In this case report, we demonstrate the utility of modern imaging modalities in the medical assessment of fitness for military flying duties at the German Air Force Centre of Aerospace Medicine. We report the rare case of a 27-year-old pilot candidate with a functionally compensated cerebellar lesion that occurred in early childhood. Contrast-enhanced 3 Tesla magnetic resonance imaging and magnetic resonance spectroscopy revealed a cerebellar structural abnormality characteristic of a degenerative cystic parenchymal lesion. Imaging ruled out ischaemic and haemorrhagic processes, hamartomatous overgrowth (dysplastic gangliocytoma of the cerebellum or Lhermitte-Duclos disease), and malignant processes. Based on these findings, the lesion was assessed as unlikely to adversely affect the applicant’s long-term fitness for military flying duties.

Keywords: radiology, magnetic resonance imaging, pilot candidate, fitness for flying duties, Lhermitte-Duclos disease, low-grade glioma

Background

Military pilots must meet particularly high demands when it comes to their cognitive and motor skills under extreme conditions. For this reason, acute or chronic diseases of the central nervous system play an important role in aeromedical assessments at the German Air Force Centre of Aerospace Medicine.

All applicants for the flying service of the Bundeswehr (German Armed Forces) must undergo an interdisciplinary assessment of their fitness for military flying duties at the German Air Force Centre of Aerospace Medicine. This includes non-invasive imaging. Magnetic resonance imaging (MRI) at 3 Tesla (3T) is performed in order to rule out or assess structural lesions of the central nervous system (CNS) which are of aeromedical relevance. MRI-based screening includes a scan of the whole spine and a multi-sequence 3D scan of the neurocranium. [ 6]

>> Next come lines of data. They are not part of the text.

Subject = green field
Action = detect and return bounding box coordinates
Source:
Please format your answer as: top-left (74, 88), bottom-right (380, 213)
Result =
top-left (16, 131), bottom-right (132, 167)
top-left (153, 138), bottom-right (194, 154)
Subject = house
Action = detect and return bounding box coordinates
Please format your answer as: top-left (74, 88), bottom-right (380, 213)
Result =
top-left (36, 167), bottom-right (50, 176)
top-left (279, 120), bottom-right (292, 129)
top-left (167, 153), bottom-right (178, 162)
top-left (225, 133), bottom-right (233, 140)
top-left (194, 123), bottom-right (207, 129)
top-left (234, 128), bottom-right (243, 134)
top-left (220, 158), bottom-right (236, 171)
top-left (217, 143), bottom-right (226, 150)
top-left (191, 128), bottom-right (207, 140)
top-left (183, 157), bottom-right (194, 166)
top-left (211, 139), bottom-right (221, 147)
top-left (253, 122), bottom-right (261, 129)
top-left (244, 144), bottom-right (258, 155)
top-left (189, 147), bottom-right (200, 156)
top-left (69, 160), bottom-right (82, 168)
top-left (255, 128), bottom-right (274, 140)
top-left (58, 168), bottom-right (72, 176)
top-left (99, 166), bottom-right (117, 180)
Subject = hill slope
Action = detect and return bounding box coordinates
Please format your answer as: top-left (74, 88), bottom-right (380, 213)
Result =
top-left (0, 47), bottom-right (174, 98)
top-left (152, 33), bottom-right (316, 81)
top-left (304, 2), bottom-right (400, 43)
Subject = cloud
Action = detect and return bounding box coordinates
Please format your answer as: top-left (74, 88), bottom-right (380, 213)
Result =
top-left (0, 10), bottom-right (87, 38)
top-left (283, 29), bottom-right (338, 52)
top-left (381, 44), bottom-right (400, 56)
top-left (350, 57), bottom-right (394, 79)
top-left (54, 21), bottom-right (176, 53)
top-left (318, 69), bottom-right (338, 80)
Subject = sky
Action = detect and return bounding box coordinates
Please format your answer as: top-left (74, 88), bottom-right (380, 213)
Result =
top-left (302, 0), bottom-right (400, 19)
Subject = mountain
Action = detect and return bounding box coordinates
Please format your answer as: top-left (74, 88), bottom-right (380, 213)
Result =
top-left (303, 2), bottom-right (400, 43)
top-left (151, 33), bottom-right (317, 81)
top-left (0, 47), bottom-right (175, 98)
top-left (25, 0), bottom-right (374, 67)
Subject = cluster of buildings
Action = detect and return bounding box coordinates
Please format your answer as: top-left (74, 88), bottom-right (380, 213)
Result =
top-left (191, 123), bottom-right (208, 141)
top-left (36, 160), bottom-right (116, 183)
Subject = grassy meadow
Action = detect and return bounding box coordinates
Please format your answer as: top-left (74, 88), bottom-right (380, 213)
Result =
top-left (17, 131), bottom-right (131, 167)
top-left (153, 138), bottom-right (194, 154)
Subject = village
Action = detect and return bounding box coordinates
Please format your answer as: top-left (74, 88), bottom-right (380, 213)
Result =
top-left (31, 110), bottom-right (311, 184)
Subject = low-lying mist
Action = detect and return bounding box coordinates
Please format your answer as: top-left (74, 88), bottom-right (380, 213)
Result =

Diagnostic imaging is conducted at the Air Force Centre of Aerospace Medicine prior to the beginning of flight training in order to rule out the presence of conditions of aeromedical relevance or variants that are associated with an unfavourable prognosis and an increased risk of the feared case of what is known as sudden incapacitation of the pilot. Examples include intracranial arteriovenous malformation or intradural aneurysms associated with an increased lifetime prevalence of intracranial haemorrhage, cerebrospinal fluid flow obstruction, intra-axial masses, and inflammatory white-matter lesions.

Case presentation

History

A 27-year-old male soldier and student of sports science applied for a career as a pilot of fixed-wing aircraft in the flying service of the Bundeswehr. During his previous training as a sports officer, no cognitive or motor deficits had been noted. He successfully completed an aptitude assessment and achieved above-average results in the initial psychological assessment. He reported good subjective health when he presented to the Air Force Centre of Aerospace Medicine in Fürstenfeldbruck for an aeromedical assessment of his fitness for military flying duties.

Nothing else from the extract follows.